Mercury is one of the most investigated natural elements and potential contaminants in the environment. Antioxidants have long been known to reduce the free radical-induced oxidative damage.
Considering the antioxidant properties of melatonin, this study was aimed to evaluate the effect of melatonin on antioxidant system of rat epididymal sperm in vitro.
Sperm samples were dispersed in RPS medium (pH 6.9) and incubated with mercury in the form of mercuric chloride (MC) at three different concentrations (1 microM, 10 microM, 100 microM), melatonin (MLT) at a concentration (100 microM) and mercuric chloride+melatonin (100 microM each) for 3h at 32 degrees C. Sperm viability and motility were assessed every 30 min during the 3-h incubation period.

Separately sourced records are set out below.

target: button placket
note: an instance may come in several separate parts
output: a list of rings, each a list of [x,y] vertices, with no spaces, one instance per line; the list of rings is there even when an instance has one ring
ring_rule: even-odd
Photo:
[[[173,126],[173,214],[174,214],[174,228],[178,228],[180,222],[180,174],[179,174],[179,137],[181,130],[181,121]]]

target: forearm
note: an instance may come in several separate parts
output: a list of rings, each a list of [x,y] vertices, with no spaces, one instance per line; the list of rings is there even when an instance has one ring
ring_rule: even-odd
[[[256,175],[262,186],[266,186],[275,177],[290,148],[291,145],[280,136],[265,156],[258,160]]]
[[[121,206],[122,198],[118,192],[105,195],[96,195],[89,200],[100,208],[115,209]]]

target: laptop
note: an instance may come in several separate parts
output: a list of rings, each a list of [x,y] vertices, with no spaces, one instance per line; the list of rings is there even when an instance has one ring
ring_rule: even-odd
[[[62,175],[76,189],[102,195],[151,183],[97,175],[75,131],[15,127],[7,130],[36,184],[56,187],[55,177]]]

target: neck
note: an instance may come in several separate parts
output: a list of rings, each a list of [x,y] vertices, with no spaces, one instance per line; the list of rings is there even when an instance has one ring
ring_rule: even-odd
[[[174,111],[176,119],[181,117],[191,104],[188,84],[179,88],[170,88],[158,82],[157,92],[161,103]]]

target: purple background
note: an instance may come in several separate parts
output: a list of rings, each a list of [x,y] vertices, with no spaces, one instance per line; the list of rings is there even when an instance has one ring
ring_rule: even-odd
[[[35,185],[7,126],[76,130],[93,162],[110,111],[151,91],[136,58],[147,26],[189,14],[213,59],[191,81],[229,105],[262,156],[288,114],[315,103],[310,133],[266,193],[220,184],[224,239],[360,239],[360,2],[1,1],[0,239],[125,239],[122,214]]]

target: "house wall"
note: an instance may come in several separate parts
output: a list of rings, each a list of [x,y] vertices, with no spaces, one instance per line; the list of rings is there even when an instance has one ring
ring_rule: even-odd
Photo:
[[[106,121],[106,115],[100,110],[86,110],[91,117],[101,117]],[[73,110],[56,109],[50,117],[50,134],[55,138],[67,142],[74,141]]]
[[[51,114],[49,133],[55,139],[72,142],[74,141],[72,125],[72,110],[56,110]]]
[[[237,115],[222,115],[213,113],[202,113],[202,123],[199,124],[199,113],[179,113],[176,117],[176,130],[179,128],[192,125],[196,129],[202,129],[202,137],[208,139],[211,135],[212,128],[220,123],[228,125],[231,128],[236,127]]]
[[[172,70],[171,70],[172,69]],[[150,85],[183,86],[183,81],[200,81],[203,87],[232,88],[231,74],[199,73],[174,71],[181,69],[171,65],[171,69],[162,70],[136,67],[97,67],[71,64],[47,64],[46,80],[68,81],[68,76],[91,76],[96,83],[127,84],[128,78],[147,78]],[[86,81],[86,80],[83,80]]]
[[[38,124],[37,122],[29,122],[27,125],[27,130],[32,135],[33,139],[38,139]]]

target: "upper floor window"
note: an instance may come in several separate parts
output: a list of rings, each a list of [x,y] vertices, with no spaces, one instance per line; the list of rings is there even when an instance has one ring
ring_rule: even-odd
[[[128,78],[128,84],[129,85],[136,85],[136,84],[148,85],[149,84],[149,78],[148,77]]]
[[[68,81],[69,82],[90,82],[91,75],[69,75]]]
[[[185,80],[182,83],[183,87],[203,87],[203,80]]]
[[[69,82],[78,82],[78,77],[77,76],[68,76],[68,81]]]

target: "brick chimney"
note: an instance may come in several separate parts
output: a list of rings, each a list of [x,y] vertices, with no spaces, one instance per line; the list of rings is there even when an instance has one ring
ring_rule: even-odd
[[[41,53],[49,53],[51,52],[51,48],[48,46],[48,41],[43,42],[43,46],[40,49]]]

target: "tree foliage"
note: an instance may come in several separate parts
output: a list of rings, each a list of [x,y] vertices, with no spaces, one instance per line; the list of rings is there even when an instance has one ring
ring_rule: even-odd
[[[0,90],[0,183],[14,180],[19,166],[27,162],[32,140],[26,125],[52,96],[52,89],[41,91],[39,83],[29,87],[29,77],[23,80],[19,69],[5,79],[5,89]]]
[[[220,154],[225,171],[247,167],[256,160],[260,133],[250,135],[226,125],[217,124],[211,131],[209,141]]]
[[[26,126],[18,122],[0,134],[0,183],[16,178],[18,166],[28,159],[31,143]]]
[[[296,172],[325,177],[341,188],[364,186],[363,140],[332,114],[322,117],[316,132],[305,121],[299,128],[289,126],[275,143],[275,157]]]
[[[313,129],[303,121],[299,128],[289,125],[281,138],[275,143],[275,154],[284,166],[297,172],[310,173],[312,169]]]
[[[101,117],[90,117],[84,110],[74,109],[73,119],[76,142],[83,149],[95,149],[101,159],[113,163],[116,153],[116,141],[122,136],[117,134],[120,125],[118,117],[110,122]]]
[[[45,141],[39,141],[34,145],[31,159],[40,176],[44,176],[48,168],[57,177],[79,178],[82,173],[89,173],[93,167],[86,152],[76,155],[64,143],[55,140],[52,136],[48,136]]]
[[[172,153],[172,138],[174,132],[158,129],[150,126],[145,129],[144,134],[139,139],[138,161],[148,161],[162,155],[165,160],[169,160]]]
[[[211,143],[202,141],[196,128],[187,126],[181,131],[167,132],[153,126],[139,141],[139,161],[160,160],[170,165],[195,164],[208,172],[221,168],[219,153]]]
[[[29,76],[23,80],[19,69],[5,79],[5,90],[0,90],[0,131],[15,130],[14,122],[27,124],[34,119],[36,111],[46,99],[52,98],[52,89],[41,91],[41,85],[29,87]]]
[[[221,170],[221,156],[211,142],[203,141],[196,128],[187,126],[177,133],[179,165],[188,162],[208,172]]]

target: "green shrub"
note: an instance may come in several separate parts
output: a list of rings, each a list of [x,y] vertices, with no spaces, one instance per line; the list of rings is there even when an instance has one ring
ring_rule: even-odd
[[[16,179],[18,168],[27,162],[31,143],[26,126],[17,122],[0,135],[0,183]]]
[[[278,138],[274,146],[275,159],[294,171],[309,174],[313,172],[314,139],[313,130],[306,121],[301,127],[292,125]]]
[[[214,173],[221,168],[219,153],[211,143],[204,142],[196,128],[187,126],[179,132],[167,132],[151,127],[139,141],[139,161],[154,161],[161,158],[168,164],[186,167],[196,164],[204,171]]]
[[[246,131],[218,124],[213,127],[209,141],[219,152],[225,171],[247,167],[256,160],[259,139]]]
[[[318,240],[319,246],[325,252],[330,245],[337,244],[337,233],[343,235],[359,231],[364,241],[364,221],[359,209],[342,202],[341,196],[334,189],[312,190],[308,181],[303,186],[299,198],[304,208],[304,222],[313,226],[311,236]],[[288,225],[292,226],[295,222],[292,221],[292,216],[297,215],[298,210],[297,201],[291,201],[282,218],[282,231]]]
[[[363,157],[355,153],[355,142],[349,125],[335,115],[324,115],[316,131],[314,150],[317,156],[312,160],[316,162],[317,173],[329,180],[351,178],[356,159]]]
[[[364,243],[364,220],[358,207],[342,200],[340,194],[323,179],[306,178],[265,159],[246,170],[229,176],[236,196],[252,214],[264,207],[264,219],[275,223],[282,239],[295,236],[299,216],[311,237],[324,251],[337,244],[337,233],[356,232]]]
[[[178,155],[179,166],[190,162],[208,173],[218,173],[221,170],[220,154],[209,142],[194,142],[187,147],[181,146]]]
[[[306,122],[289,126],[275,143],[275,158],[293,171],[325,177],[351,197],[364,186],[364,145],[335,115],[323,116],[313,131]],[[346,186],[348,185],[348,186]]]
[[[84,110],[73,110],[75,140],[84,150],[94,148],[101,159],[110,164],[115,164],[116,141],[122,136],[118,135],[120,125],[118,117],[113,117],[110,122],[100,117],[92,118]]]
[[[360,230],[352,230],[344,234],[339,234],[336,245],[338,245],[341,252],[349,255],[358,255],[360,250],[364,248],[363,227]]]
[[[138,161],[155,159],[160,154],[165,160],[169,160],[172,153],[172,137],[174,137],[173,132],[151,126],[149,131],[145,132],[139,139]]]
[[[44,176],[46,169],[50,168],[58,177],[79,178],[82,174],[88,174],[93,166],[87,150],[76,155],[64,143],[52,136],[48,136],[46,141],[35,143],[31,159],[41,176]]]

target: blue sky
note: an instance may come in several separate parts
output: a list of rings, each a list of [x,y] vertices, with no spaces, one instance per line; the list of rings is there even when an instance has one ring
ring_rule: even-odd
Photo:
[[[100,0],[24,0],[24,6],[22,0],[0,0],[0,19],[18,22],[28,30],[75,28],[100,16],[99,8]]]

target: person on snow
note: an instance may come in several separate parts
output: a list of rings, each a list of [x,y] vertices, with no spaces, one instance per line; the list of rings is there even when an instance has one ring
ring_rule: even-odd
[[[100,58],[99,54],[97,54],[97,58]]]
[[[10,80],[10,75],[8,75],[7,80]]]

An aliquot of sperm sample was homogenised, centrifuged and used for the assay of superoxide dismutase, glutathione peroxidase, glutathione reductase, TBARS assay to detect lipid peroxidation and hydrogen peroxide generation assay. Samples treated with mercury showed a dose-dependent decrease in motility while there was no significant decrease in sperm viability. In mercury-incubated sperm, the activity of superoxide dismutase, glutathione peroxidase and glutathione reductase decreased significantly while TBARS levels and H2O2 generation were increased in a dose-dependent manner. Co-incubation of sperm with mercury and melatonin exhibited no significant changes in the levels of motility, viability and antioxidant indices as compared to untreated controls.
The results suggest that graded doses of mercury elicit depletion of antioxidant defense system in sperm without altering the viability and melatonin treatment was found to significantly inhibit oxidative damage caused by mercury.